Once you have successfully applied for a savings account, you should be automatically directed to create an internet banking (or iBanking) account through your bank’s website. Major banks offer digital banking apps such as OCBC ibanking app, DBS ibanking app etc for better convenience. Most of the daily banking needs you will have can be found on your bank’s internet banking portal – checking transaction history, current balance, interest accrual, etc. If you do have any special requests such as withdrawals, transfers, or if you are looking to close your savings account, you may still be required to fill in a physical form and bring it to a branch that is closest to you.
Savings Account | Minimum Balance | Fall Below Fee |
---|---|---|
DBS Multiplier Account | S$3,000 | S$5 |
POSB Multiplier Account | S$3,000 | S$5 |
Standard Chartered Bonus Saver Account | S$3,000 | S$5 |
OCBC 360 Account | S$1,000 | S$2 |
Maybank iSavvy Savings Account | S$500 | S$2 |
CIMB StarSaver Savings Account | S$1,000 (to earn interest) | N/A |
Citi MaxiGain Savings Account | N/A | S$15 (if total relationship balance with Citibank falls below S$15,000) |
UOB One Account | S$1,000 | S$5 |
RHB High Yield Savings Plus Account | N/A | N/A |
HSBC Everyday Global Account (Premier) | S$200,000 | S$50 |
If you are looking for a savings account for your child or yourself, a student, there are some things to take note of: most savings accounts in Singapore do require a minimum daily balance.

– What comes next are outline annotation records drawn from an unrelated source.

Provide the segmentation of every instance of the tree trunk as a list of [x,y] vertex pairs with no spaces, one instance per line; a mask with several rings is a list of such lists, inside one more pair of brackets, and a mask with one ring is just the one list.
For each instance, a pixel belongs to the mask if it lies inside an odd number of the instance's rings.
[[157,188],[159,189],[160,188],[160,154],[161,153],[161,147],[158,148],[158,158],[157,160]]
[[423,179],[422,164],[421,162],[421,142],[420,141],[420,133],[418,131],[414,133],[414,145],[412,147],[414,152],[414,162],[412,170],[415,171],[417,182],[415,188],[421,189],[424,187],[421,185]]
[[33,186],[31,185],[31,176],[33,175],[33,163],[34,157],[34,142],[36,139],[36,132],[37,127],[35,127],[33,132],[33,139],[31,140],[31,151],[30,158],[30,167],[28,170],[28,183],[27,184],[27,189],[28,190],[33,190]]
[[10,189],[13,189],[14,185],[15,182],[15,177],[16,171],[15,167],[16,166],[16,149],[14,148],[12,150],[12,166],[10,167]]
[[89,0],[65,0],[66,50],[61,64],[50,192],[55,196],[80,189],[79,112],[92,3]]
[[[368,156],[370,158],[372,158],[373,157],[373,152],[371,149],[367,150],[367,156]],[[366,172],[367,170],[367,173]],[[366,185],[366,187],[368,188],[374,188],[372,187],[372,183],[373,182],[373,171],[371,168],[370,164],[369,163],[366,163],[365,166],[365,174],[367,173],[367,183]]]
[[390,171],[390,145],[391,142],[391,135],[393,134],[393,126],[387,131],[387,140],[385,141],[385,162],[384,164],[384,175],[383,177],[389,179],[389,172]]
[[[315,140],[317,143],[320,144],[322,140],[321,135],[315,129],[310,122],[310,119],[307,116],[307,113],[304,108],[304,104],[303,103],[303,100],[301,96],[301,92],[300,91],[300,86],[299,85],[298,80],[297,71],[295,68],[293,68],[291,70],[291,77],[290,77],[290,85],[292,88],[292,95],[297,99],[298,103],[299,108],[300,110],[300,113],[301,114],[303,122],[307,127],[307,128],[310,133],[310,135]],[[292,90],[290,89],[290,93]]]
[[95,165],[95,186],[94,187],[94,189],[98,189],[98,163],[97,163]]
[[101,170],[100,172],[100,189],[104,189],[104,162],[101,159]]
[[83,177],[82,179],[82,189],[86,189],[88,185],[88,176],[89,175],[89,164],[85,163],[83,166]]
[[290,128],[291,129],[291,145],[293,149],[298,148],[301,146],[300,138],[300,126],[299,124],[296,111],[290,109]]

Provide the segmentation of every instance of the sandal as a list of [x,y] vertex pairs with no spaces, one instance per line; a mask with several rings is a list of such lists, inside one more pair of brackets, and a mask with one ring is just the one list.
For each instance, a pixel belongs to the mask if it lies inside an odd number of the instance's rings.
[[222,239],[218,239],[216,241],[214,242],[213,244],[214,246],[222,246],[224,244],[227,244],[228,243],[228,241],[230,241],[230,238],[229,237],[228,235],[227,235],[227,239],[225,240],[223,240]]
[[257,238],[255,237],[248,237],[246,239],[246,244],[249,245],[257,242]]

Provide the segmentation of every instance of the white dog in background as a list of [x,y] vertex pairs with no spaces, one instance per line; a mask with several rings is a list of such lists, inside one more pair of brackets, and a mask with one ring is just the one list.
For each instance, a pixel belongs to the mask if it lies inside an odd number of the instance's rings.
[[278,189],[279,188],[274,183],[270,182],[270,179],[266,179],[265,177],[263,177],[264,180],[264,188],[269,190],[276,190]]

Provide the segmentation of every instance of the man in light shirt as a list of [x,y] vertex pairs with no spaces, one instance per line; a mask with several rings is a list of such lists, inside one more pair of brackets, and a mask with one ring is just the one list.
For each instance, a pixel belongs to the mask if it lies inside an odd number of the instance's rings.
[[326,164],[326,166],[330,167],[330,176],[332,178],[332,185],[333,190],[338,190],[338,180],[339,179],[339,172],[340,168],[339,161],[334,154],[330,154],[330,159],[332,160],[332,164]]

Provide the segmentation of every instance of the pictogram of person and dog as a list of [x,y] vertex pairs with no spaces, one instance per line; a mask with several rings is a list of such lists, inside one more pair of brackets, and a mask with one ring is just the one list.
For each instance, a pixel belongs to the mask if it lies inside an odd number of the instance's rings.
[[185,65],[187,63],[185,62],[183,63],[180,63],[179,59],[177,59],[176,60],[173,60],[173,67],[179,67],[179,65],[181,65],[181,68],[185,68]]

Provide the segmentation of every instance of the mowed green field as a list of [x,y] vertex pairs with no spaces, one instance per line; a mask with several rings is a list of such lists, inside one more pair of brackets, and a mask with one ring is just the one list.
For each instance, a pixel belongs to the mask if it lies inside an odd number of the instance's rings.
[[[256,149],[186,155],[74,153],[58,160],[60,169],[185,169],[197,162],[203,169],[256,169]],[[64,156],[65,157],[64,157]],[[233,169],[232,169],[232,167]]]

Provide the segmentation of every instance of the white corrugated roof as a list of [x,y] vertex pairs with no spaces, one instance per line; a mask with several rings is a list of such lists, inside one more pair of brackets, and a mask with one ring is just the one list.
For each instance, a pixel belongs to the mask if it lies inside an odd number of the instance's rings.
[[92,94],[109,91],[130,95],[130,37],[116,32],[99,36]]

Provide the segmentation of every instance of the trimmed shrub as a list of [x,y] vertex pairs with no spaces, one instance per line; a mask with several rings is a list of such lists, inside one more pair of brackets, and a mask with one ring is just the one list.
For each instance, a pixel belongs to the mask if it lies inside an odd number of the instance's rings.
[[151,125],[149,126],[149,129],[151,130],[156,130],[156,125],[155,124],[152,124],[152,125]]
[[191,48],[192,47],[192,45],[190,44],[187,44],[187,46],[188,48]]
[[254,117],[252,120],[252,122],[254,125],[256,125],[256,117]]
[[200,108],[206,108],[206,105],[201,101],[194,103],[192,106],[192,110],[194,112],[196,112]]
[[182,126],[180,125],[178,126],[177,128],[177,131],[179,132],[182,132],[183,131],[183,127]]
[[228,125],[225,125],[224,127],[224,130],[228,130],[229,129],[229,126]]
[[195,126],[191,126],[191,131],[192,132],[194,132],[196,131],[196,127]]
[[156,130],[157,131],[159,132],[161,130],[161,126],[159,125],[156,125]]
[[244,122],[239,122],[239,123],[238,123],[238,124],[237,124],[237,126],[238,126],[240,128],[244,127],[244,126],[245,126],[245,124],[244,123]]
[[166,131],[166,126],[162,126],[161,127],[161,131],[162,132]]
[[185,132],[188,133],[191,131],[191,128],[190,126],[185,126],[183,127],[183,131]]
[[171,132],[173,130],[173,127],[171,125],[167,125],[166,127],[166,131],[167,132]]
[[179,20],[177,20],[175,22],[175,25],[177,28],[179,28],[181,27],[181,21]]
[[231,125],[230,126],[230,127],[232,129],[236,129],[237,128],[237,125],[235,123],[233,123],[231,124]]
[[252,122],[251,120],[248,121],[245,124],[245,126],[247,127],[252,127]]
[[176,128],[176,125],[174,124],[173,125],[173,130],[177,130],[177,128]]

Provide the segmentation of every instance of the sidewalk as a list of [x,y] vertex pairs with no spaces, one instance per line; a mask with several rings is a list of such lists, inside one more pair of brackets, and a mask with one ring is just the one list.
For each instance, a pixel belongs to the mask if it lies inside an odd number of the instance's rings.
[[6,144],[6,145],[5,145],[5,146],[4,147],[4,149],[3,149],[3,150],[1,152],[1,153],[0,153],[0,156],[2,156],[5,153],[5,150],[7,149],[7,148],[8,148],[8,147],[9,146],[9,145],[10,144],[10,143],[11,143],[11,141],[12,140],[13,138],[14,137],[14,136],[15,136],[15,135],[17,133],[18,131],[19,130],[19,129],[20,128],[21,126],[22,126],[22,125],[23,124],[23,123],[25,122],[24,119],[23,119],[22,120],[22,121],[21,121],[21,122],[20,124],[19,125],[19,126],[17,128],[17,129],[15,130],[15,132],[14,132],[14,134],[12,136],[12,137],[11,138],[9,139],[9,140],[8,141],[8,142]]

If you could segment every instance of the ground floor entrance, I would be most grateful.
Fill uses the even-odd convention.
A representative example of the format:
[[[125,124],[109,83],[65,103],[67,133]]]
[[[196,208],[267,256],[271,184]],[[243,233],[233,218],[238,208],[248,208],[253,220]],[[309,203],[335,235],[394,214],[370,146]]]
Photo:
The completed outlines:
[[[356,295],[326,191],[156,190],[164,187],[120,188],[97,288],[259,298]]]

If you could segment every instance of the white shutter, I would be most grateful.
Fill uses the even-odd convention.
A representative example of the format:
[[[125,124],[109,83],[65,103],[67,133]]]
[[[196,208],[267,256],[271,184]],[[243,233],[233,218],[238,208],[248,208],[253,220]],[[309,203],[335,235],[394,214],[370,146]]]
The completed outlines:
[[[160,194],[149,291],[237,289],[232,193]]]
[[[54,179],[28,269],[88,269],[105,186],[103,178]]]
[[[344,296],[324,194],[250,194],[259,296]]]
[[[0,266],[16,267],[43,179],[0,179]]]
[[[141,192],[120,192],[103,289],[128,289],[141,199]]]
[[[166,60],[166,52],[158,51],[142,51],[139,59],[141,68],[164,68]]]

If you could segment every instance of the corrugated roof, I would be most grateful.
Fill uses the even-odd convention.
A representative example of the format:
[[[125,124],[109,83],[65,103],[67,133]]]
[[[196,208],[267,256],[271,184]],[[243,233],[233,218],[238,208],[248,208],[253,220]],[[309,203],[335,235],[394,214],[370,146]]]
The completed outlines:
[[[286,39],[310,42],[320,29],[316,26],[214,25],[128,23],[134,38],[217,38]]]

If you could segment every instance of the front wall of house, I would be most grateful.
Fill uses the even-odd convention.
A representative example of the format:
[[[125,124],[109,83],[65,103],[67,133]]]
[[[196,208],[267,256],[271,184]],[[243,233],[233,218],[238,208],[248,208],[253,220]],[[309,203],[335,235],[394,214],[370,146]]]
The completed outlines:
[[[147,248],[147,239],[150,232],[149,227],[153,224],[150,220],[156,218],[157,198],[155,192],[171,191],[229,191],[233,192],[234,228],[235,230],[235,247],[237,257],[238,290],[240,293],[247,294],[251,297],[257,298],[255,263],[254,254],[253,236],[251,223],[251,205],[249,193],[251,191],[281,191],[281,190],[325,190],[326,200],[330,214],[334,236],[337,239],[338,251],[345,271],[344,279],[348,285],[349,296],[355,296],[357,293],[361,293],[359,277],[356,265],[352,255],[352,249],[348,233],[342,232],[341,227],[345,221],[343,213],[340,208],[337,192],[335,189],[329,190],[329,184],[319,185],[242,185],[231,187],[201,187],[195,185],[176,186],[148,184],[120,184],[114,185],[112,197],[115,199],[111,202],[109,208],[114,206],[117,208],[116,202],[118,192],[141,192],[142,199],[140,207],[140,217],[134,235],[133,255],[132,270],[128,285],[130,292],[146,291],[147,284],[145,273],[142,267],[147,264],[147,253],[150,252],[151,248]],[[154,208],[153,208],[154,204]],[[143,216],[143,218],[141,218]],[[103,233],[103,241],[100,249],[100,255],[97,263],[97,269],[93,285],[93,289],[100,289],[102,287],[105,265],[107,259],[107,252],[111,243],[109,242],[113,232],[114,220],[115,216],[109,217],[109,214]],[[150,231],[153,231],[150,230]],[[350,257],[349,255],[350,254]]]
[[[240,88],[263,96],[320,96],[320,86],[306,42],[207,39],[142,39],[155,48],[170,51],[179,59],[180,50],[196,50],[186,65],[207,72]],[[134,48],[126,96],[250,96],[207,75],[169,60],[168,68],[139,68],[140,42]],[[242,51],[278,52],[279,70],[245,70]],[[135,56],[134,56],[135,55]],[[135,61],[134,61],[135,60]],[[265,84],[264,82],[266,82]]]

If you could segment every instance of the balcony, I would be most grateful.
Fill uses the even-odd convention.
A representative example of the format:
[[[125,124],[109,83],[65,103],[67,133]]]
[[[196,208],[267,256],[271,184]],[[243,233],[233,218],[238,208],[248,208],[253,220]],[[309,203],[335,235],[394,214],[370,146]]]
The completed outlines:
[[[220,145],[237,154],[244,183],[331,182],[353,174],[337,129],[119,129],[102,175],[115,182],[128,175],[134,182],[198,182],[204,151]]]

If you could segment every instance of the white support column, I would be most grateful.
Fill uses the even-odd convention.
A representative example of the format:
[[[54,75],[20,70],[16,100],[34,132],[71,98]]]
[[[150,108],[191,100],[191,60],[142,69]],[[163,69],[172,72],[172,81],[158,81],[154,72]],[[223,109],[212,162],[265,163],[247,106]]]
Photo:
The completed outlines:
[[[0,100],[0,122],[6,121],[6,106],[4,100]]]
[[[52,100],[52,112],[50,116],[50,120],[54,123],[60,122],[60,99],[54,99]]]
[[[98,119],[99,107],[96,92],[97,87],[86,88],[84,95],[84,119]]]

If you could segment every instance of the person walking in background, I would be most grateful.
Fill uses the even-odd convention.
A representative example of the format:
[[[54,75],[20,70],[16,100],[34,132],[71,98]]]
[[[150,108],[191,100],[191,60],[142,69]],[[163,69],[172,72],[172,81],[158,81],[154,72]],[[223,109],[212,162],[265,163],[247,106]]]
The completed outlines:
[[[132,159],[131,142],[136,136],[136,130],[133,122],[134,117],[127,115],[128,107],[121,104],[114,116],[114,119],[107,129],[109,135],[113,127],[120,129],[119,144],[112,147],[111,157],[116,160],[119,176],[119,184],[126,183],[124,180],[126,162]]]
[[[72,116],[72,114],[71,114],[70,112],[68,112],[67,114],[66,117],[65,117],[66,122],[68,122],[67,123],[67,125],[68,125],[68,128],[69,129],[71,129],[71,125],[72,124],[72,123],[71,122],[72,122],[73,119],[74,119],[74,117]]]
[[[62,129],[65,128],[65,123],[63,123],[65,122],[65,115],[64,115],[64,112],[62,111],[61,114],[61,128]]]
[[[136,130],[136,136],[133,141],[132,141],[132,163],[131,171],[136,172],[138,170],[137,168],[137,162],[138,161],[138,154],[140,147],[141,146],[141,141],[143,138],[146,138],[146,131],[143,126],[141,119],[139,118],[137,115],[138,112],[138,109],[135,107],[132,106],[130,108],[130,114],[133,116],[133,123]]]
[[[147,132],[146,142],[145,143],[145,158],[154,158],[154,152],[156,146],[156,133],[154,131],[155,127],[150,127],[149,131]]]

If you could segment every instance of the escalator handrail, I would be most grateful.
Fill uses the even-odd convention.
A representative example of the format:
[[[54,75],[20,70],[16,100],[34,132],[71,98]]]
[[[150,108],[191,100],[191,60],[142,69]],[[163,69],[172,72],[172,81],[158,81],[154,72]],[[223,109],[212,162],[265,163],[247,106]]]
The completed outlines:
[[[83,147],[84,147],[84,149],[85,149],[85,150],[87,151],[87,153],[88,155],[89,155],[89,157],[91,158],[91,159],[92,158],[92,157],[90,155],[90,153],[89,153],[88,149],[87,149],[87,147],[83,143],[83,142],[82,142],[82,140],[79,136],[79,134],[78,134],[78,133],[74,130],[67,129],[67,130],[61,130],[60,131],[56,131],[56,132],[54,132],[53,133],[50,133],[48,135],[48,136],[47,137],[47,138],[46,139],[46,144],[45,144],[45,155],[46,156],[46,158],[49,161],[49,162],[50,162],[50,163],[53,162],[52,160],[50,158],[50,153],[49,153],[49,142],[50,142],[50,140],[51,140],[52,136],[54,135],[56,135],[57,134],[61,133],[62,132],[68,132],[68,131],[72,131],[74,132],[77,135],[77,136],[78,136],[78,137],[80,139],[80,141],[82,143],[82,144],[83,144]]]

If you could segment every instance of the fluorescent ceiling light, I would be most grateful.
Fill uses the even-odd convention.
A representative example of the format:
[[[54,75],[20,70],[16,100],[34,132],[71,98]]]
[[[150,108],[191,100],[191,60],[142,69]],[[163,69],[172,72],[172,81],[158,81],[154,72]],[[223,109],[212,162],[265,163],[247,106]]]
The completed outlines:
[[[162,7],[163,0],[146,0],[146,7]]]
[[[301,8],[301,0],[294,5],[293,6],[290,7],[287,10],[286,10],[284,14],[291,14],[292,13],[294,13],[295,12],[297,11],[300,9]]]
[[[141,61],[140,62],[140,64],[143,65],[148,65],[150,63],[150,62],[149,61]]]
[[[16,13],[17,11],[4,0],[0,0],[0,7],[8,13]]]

If you fall below the daily minimum balance, a fall below fee of S$2 or S$5 will be automatically deducted from your account. For a student with no or minimal income, this may prove to be a problem. For students, you may want to look at accounts with no or low minimum balance or fall below fees, such as the Maybank iSavvy Savings Account with a S$500 minimum balance and S$2 fall below fee, or the CIMB FastSaver or StarSaver with a S$1,000 minimum balance and no fall below fees. Take note that you have to consider the fall below fee, for some accounts with no minimum balance such as the Citi MaxiGain may require you to have a total banking relationship of S$15,000 with them before the fall below fee is waived.
Planning and setting aside money for your child’s future? There are several children’s savings accounts with no fall below fees, higher interest rates, and no minimum age in Singapore: POSB ePOSBKids, HSBC Premier Lite Savings, UOB Junior Savers, OCBC Mighty Savers, CIMB Junior Savers, Citibank Junior Savings, Maybank Youngstarz Savings, and the Standard Chartered eSaver Kids accounts.